Setting my Characters Free - by Misha Herwin




A scene from "Where There's a Will" 

When I was a drama teacher I regularly wrote the school play. I also produced and directed it, because I believed that every kid who wanted to be in it should have a part and there were few, if any, plays suitable for kids and family audiences with sixty, or even eighty speaking parts.
Being a one woman department, I was also in charge of publicity and such minor matters as the programme. 
This time I did remember my name. 
One year I was shown the mock-up of the programme and asked to give my approval, which I duly did. An hour or so later, a kind member of the office staff, who was in charge of photocopying the programme pointed out that although I had mentioned everyone else involved, I had forgotten to put my own name.

Not out of modesty, but simply that it hadn’t seemed to be important, because at that stage what mattered was the play and the play had taken on a life of its own. It was no longer something that I was doing - it existed in its own right.

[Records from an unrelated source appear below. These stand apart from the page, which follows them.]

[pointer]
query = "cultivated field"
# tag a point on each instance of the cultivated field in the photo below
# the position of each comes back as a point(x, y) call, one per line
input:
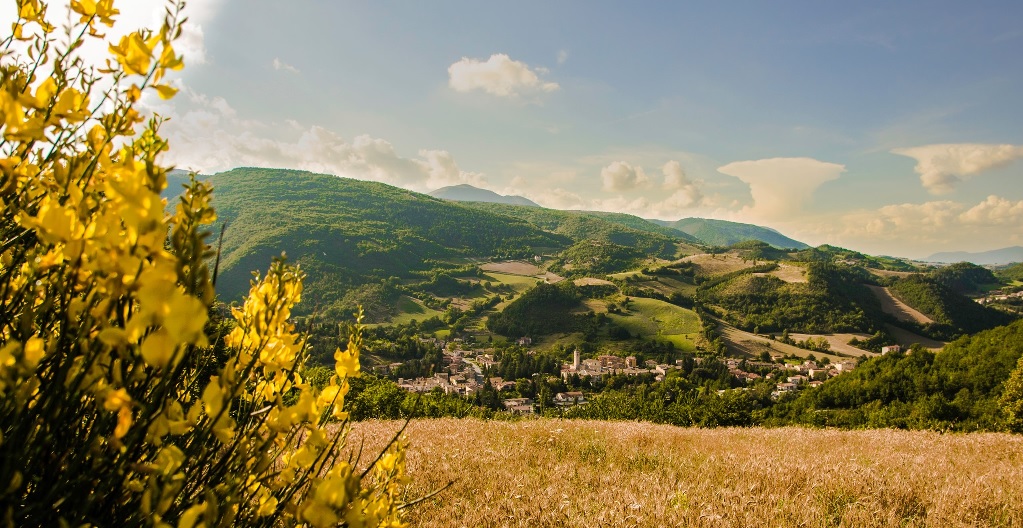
point(514, 267)
point(409, 309)
point(547, 473)
point(900, 310)
point(789, 273)
point(906, 338)
point(751, 345)
point(708, 264)
point(839, 342)
point(591, 281)
point(666, 321)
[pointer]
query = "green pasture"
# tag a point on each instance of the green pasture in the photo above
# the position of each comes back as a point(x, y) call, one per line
point(658, 319)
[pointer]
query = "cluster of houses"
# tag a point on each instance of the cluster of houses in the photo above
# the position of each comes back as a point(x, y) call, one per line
point(460, 376)
point(796, 377)
point(998, 295)
point(608, 364)
point(463, 375)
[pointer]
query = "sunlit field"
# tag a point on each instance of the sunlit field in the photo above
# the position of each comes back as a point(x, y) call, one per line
point(567, 473)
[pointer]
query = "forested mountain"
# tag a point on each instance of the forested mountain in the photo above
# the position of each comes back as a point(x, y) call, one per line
point(347, 231)
point(721, 232)
point(392, 251)
point(465, 192)
point(952, 313)
point(958, 388)
point(609, 227)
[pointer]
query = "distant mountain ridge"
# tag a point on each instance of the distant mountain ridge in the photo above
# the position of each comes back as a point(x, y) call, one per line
point(466, 192)
point(723, 232)
point(1003, 256)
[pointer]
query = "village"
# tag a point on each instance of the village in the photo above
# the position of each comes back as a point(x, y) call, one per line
point(465, 371)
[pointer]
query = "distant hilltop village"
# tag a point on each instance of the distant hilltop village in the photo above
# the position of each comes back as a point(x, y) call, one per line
point(465, 372)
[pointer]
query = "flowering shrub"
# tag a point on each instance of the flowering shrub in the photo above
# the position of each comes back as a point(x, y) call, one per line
point(118, 405)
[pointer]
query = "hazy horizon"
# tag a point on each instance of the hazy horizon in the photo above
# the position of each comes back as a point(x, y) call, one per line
point(887, 129)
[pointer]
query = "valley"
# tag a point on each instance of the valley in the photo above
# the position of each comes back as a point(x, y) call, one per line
point(488, 303)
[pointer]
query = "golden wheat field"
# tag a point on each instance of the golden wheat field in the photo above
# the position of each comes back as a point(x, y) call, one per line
point(545, 473)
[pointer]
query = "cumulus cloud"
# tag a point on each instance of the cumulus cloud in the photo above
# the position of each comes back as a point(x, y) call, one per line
point(994, 211)
point(781, 186)
point(210, 136)
point(685, 192)
point(942, 166)
point(499, 76)
point(620, 176)
point(280, 64)
point(921, 229)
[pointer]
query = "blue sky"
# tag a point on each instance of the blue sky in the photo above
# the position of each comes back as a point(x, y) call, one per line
point(885, 127)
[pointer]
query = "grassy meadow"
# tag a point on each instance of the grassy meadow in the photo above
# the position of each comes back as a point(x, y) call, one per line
point(663, 320)
point(545, 473)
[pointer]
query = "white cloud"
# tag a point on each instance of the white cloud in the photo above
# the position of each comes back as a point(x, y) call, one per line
point(280, 64)
point(209, 136)
point(781, 186)
point(497, 76)
point(994, 211)
point(620, 176)
point(919, 229)
point(942, 166)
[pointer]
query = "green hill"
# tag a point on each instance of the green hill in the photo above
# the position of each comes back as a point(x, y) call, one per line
point(616, 228)
point(965, 278)
point(346, 232)
point(721, 232)
point(958, 388)
point(833, 300)
point(953, 314)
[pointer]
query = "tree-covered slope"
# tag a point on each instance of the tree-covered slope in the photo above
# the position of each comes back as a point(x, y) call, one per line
point(346, 231)
point(834, 299)
point(721, 232)
point(616, 228)
point(953, 314)
point(957, 388)
point(965, 278)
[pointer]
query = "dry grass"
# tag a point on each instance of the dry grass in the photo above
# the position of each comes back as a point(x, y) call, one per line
point(591, 281)
point(717, 264)
point(546, 473)
point(790, 273)
point(900, 310)
point(514, 267)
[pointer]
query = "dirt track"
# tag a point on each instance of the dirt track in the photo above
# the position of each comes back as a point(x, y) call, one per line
point(900, 310)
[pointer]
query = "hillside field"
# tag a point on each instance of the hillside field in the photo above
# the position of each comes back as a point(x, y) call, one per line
point(660, 320)
point(545, 473)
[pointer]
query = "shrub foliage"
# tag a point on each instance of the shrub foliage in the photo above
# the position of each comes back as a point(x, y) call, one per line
point(119, 404)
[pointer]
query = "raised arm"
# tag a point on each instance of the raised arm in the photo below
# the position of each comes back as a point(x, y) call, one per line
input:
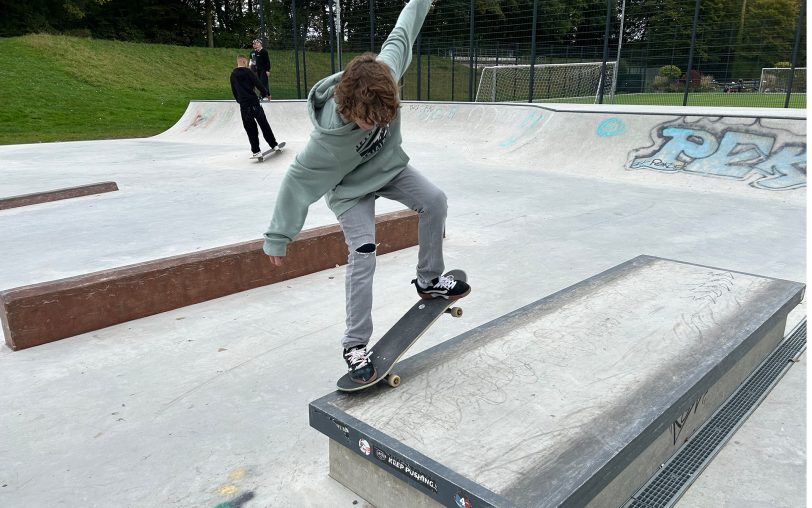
point(396, 51)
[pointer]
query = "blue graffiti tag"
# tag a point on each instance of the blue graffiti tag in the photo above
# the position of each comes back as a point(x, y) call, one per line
point(611, 127)
point(734, 153)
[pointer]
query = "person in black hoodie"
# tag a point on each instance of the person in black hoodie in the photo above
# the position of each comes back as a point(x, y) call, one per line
point(243, 82)
point(261, 62)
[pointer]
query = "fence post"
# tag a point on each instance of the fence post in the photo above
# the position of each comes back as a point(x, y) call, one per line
point(428, 73)
point(691, 53)
point(619, 46)
point(372, 25)
point(602, 81)
point(262, 33)
point(332, 31)
point(419, 67)
point(533, 52)
point(453, 65)
point(798, 25)
point(304, 59)
point(471, 54)
point(295, 47)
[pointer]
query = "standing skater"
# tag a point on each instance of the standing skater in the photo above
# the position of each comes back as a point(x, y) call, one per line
point(261, 62)
point(243, 82)
point(353, 155)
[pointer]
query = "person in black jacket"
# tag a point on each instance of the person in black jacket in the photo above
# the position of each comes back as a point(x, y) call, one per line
point(243, 82)
point(261, 62)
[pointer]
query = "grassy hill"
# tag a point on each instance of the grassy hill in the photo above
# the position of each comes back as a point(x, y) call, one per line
point(59, 88)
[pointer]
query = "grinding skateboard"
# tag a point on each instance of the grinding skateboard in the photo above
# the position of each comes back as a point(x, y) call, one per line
point(387, 351)
point(261, 157)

Which is very much how I feel about my books. Once they are written, the stories and more importantly the characters are out there in the world and they no longer belong in any way to me, they simply are.

Of course readers might see them differently from the way I do, but we all view people through the lens of our history, experience and gender.

Launch a book and it has gone like a ship out onto the ocean to deal with whatever perils await it there.

But what happens when there is no book? When the characters exist only in a file on the computer?
My urge then is to liberate them too and this is why I hate the idea of un-published work. If something is as good as it can be, then I want my characters to live and to live they must be shared with readers.

If I were a visual artist, then people would see my work, a musician they would hear it, as a writer however it has to be made into a book, either in physical or digital form.

This is why self-publishing is such a joy. I don’t mean because I can put anything I want out there, but because if a book cannot find a publisher, and many books however good, never do, then my characters and their lives will not be trapped forever in limbo but can still be given the chance to be liberated into  existence.

AI seem to be sprouting wings. A good metaphor for this blog, maybe?



Comments

Anonymous said…
Ha ha I can't believe you forgot your own name on the programme! That shows true dedication and selflessness but I'm glad someone else was looking out for you. Great title for a play about Shakespeare, too.

I agree about self-publishing. Having created a story and characters you think people will love, why not get it out there? Publishers are so dominated by market considerations, they often end up with a blinkered view of what will sell. We have to change that!